According to their report in the July 12 New England Journal of Medicine, Ray Jui-Fang Tsai of the Chang Gung Memorial Hospital of Taoyun, Taiwan, and his colleagues accomplished this goal by harvesting some corneal stem cells from the patient's healthy eye and seeding them onto an amniotic membrane matrix. There the smattering of cells grew into a sturdy layer of tissue that was subsequently stitched onto the patient's damaged eye, replacing the bad corneal tissue. Of the six patients treated, all regained their vision.

The other team, Ivan R. Schwab and R. Rivkah Isseroff of the University of California, Davis, reversed vision loss in 10 out of 14 patients. Their results appeared in the July issue of the journal Cornea. Their approach was slightly different: After harvesting stem cells from the donor, they first divided them among multiple laboratory dishes, some of which were placed on the amniotic membrane, others of which were frozen and stored for possible later use. This way, Schwab notes, if the transplant fails, the harvesting procedure need not be repeated.
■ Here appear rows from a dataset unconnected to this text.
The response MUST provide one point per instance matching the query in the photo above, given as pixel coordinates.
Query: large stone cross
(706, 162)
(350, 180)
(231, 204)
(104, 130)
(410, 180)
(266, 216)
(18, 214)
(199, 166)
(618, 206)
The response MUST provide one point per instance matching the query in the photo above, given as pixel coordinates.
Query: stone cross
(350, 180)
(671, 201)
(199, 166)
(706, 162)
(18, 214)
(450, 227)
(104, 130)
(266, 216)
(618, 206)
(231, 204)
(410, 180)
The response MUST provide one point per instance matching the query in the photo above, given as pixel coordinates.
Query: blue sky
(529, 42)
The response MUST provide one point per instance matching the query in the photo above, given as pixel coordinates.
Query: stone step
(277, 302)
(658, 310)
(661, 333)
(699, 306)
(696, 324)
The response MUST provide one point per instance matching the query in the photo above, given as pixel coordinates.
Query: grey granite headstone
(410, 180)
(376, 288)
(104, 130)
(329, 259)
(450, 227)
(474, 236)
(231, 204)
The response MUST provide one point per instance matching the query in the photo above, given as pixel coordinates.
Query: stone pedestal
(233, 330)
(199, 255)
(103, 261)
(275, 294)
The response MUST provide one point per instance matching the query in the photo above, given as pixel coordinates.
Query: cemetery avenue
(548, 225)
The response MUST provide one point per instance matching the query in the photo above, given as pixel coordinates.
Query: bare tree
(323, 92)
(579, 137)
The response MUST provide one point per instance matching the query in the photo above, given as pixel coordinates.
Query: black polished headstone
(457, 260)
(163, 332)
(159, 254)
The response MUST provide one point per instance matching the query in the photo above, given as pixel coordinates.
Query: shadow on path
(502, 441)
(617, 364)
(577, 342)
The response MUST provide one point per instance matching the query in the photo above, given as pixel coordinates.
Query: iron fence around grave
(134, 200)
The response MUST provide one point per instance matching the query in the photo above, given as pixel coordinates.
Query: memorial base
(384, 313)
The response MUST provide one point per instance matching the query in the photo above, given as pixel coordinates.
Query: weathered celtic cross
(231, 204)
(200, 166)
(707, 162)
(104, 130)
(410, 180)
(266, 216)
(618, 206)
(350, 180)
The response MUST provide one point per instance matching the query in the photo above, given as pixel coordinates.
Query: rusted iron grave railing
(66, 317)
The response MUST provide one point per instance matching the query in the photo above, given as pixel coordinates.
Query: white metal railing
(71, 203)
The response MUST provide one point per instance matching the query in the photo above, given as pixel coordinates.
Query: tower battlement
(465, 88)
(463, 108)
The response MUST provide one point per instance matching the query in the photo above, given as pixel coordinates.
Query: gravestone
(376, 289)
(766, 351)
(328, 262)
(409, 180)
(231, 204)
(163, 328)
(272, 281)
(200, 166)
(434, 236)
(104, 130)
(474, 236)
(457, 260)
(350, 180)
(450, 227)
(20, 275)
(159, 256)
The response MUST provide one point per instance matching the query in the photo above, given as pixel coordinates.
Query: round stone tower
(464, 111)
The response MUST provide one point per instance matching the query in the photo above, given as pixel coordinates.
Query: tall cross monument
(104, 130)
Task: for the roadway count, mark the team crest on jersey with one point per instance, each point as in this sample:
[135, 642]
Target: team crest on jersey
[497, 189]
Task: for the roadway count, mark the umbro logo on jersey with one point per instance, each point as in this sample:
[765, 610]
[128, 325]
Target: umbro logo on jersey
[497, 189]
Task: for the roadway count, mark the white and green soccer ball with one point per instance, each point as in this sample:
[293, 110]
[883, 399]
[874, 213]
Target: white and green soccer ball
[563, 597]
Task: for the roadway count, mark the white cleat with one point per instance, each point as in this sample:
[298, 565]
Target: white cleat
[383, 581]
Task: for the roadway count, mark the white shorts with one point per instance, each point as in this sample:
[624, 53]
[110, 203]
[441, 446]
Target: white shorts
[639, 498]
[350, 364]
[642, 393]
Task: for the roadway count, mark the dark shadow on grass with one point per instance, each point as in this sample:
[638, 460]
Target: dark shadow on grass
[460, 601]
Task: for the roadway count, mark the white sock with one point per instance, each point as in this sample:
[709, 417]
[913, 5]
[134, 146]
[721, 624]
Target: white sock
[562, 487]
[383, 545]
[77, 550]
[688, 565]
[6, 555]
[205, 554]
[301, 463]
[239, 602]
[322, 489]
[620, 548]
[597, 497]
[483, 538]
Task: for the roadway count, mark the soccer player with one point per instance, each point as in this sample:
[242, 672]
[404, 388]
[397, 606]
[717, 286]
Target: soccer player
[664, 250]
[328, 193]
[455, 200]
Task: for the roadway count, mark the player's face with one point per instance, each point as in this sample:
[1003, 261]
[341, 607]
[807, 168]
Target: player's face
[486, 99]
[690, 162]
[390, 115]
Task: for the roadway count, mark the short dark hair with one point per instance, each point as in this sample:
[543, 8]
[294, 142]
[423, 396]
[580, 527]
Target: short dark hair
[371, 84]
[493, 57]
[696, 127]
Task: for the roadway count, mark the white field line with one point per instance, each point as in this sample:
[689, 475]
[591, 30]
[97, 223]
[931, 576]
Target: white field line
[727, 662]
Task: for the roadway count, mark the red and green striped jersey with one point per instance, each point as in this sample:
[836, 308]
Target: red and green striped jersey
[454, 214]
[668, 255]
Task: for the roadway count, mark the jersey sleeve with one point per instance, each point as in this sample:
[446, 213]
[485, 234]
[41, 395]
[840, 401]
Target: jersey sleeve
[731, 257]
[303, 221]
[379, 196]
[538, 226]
For cases in which both of the patient's eyes were damaged, the UC Davis researchers also investigated the use of donor tissue from close relatives. Four of their 14 subjects received composite tissue grown from cornea cells donated by a sibling or child. And all four experienced improved or restored eyesight. None of the relatives reported pain during the five-minute donation procedure, and none experienced any complications afterwards.

That said, the results do come with caveats: long-term success rates and risks have yet to be determined. And whether or not the donor stem cells will persist, for example, is unknown. Still, the development offers great promise for treating corneal damage and, more broadly, damage to other epithelial tissues, such as the the lung and the gastrointestinal tract. "The really exciting thing is where this can take us," Schwab enthuses. "Replacing diseased tissues and organs with bioengineered tissue is rapidly moving from the realm of science fiction to reality."

Your Bionic Future, Scientific American, September, 1999.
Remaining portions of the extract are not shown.